Jacob returns to Beth El and prepares to build an altar to God and amidst these profound events we suddenly read this:

“Deborah, Rebekah’s nurse, died, and was buried under the road below Bethel; so it was named the tree of tears.” (Gen. 35:8). In the middle of the drama of Jacob’s life, why does the Torah pause to note the death of a woman about whom almost nothing is known?

Deborah is mentioned but once before in the Torah (Gen. 24:59). Deborah was either Rebekah’s childhood nurse or is intended to be the nurse to Rebekah’s children when they are born. Rebekah and Isaac live in Haran. What is she doing decades later with Jacob, all grown, at Bethel?

Deborah is buried under “allon bachut,” the tree of tears. We assume that Deborah took care of Jacob himself when he was a child. Noting her passing, and the mourning it evoked, the Torah is hinting at something we now know from neuroscience.

In the first few years of life, more than one million new neural connections are formed every second. http://science.unctv.org/content/reportersblog/babies-neural-connections. Years of research have emphasized how much of our personality is shaped by our early years. This formative educational time was – and still often is – the province of mothers and nurses who brought the wisdom of the community to the newborns. The essential shaping of Jewish character was the legacy of women. By the time fathers began to educate children, their personalities were largely formed.

Robert Louis Stevenson describes the nurse of his childhood, Allison Cunningham, in a poem in his “A Child’s Garden of Verses”:

For the long nights you lay awake
And watched for my unworthy sake…
For all the story-books you read:
For all the pains you comforted…
The angel of my infant life.

Perhaps, as Ramban suggests, she was with Jacob not to bring him back but to pass on the legacy of child care to Rachel and Leah to be their teacher. Now an old woman, having raised Jacob, Deborah would have generations of childcare wisdom to offer to the young mothers. If so, Deborah was instrumental in shaping not only Jacob, but the tribes of Israel.

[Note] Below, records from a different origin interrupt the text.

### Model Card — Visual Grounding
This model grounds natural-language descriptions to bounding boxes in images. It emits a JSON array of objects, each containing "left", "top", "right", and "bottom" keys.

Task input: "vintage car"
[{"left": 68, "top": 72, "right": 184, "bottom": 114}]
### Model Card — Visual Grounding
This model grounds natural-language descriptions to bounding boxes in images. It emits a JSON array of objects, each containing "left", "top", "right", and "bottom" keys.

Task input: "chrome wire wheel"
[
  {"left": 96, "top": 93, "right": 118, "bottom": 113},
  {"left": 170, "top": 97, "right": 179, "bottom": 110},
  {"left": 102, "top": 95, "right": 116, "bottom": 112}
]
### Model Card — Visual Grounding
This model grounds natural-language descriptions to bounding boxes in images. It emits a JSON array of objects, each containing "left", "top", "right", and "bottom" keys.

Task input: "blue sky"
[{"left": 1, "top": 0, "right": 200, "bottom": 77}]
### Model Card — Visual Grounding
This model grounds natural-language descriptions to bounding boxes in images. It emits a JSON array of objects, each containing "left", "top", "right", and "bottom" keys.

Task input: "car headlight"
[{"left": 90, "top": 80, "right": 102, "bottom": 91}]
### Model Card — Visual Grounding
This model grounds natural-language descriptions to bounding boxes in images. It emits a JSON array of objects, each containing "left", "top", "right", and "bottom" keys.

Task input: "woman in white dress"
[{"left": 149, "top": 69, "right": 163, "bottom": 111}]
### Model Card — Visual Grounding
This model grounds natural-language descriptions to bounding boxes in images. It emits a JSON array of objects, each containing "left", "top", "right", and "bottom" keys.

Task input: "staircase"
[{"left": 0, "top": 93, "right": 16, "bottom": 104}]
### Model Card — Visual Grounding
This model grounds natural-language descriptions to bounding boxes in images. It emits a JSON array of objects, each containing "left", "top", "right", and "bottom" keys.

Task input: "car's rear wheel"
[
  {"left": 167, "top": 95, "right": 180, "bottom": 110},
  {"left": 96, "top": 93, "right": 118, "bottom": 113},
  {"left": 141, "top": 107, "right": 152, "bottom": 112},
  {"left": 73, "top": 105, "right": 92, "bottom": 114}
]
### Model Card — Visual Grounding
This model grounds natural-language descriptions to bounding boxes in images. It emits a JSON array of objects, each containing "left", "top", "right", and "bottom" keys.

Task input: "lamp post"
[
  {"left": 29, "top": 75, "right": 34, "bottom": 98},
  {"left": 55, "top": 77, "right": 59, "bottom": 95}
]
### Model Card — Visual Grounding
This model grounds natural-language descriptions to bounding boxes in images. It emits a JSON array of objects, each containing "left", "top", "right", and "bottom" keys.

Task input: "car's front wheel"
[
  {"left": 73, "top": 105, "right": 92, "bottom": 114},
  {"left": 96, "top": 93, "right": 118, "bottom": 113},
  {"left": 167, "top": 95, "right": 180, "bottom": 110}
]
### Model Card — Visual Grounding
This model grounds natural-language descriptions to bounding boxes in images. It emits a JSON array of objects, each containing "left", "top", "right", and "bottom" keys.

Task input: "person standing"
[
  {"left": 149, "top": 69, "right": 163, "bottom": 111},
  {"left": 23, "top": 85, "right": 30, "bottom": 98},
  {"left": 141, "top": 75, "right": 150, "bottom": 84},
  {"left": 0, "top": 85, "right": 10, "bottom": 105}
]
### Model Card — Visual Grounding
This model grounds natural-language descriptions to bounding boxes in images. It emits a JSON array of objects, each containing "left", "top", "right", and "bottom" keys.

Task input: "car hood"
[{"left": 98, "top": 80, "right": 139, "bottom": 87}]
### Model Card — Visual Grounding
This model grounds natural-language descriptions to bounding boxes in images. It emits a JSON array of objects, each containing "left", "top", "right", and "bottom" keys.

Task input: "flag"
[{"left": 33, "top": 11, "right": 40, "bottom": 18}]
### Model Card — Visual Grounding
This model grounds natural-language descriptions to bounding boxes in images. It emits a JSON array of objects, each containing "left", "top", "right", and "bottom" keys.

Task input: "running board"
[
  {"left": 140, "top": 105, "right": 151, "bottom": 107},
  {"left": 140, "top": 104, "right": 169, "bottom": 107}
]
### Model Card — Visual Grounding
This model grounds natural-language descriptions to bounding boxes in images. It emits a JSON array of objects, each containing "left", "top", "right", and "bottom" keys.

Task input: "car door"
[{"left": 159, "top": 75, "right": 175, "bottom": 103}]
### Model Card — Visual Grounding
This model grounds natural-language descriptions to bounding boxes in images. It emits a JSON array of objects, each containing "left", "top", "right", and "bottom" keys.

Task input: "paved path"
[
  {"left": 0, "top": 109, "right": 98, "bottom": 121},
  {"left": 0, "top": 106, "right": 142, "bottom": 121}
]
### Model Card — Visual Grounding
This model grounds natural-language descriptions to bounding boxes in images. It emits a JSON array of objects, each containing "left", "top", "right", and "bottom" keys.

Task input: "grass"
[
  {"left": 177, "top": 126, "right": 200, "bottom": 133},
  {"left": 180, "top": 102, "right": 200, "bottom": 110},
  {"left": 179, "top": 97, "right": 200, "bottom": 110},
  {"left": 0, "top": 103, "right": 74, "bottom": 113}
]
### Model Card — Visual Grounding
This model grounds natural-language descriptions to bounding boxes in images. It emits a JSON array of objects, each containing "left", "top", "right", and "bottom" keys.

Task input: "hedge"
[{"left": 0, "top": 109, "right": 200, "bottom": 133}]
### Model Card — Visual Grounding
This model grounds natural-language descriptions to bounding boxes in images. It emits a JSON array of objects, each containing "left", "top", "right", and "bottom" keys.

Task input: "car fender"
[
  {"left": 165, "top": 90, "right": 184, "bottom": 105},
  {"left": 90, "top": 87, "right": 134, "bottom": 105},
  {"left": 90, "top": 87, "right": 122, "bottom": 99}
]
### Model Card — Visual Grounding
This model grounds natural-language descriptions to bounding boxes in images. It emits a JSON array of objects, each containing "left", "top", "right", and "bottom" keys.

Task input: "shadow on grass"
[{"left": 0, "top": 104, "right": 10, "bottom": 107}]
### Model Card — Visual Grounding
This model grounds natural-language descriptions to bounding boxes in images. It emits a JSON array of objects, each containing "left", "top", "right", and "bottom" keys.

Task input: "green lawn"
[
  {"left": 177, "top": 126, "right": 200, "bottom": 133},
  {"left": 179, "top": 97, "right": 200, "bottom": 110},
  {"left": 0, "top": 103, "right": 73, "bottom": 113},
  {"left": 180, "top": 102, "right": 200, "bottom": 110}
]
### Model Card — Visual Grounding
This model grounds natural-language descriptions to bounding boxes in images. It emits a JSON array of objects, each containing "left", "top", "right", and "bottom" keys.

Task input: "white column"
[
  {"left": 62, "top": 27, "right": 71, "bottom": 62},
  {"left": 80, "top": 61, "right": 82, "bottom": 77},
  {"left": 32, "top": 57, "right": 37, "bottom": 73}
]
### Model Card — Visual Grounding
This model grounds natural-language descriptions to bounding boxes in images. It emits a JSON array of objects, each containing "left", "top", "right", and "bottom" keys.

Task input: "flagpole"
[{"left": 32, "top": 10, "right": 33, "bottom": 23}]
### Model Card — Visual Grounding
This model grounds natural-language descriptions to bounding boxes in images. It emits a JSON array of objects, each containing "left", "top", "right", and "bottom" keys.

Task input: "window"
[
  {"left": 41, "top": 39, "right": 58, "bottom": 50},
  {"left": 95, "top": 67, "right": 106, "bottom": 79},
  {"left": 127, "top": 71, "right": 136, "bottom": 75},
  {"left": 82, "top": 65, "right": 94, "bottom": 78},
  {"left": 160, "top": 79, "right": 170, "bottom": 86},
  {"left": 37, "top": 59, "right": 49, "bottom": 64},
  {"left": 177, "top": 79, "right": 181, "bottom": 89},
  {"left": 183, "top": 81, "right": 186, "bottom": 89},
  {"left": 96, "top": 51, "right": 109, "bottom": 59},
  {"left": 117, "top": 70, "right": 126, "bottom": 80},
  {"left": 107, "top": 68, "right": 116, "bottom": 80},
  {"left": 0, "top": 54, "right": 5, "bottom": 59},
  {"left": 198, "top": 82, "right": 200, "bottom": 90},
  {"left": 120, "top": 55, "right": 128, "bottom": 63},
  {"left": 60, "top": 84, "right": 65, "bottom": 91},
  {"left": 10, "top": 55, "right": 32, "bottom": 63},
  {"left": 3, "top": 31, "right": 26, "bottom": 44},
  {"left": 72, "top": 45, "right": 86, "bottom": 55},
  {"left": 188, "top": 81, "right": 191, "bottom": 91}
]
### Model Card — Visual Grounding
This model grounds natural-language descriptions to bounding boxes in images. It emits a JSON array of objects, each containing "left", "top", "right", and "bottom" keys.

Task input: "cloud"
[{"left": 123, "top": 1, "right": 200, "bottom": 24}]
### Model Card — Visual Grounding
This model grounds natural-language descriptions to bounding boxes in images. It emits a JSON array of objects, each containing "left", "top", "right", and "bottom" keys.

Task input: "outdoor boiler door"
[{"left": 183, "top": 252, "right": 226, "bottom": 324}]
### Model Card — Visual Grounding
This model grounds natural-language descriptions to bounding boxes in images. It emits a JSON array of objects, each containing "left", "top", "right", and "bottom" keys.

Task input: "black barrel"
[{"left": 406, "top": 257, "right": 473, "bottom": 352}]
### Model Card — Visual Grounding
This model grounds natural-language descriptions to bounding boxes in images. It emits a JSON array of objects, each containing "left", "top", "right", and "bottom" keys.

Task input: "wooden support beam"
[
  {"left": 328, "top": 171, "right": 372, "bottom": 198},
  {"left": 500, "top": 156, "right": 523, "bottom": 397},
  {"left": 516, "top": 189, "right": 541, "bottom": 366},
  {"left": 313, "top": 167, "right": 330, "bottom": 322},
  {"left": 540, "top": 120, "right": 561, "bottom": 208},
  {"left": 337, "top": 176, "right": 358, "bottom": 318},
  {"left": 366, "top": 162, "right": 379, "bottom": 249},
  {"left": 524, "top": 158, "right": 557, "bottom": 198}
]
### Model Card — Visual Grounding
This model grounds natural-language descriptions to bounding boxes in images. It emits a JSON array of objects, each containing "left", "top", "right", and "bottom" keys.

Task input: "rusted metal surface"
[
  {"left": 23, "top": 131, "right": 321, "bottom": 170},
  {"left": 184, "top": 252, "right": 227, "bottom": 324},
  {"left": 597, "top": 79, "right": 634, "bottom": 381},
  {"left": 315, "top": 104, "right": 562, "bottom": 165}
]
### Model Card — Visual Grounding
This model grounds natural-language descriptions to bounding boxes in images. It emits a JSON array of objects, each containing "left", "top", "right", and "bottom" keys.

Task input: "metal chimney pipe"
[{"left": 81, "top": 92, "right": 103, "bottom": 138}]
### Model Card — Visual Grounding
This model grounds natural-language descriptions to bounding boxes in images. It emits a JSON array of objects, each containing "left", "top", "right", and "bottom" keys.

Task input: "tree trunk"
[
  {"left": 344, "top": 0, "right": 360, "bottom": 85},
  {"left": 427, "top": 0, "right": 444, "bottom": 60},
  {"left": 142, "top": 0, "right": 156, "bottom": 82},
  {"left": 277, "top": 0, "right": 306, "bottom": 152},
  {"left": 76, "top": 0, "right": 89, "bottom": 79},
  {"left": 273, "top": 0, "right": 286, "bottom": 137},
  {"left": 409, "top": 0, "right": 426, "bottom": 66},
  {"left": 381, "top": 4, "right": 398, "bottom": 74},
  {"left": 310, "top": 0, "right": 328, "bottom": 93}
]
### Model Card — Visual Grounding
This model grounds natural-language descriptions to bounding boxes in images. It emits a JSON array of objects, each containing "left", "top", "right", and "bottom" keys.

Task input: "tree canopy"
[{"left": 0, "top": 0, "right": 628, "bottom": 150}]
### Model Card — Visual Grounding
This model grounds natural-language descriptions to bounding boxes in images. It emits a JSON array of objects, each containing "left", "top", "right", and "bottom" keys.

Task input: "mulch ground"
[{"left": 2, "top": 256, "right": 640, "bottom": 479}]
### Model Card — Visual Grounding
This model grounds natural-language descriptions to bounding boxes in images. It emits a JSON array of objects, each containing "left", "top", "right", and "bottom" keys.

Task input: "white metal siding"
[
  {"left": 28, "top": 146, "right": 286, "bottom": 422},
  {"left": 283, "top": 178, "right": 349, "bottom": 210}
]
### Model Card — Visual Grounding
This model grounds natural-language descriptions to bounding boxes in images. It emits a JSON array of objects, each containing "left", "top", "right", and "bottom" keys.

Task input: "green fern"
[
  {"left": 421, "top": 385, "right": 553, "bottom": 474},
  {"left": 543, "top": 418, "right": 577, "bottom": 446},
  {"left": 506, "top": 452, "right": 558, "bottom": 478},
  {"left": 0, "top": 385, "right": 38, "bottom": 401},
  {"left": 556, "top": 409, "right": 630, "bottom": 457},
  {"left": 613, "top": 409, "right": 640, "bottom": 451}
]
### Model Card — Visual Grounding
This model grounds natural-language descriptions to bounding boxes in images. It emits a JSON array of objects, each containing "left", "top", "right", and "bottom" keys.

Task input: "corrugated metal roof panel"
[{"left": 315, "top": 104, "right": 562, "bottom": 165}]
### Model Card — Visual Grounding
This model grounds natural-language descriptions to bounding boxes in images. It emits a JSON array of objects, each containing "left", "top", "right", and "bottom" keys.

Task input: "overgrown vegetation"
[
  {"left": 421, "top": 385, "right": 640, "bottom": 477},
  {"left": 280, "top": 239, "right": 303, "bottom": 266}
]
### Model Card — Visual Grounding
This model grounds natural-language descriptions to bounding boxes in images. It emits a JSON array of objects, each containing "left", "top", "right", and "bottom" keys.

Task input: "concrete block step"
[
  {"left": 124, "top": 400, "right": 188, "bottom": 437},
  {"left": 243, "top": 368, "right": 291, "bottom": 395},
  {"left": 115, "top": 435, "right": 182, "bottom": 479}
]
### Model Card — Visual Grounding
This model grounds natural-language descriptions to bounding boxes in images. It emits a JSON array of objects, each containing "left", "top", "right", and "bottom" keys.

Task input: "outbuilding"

Deborah’s resting place is names “the tree of tears” to remind us how precious and dear she was to Jacob and his family. Our sages tell us we do not forget “girsa d’yankuta” – the version of our youth. Those who sing our first lullabies and steady our first steps remain forever precious. Let us give a moment to Deborah, who like the many unsung women who shape our youth, helped take Israel from the cradle to the world.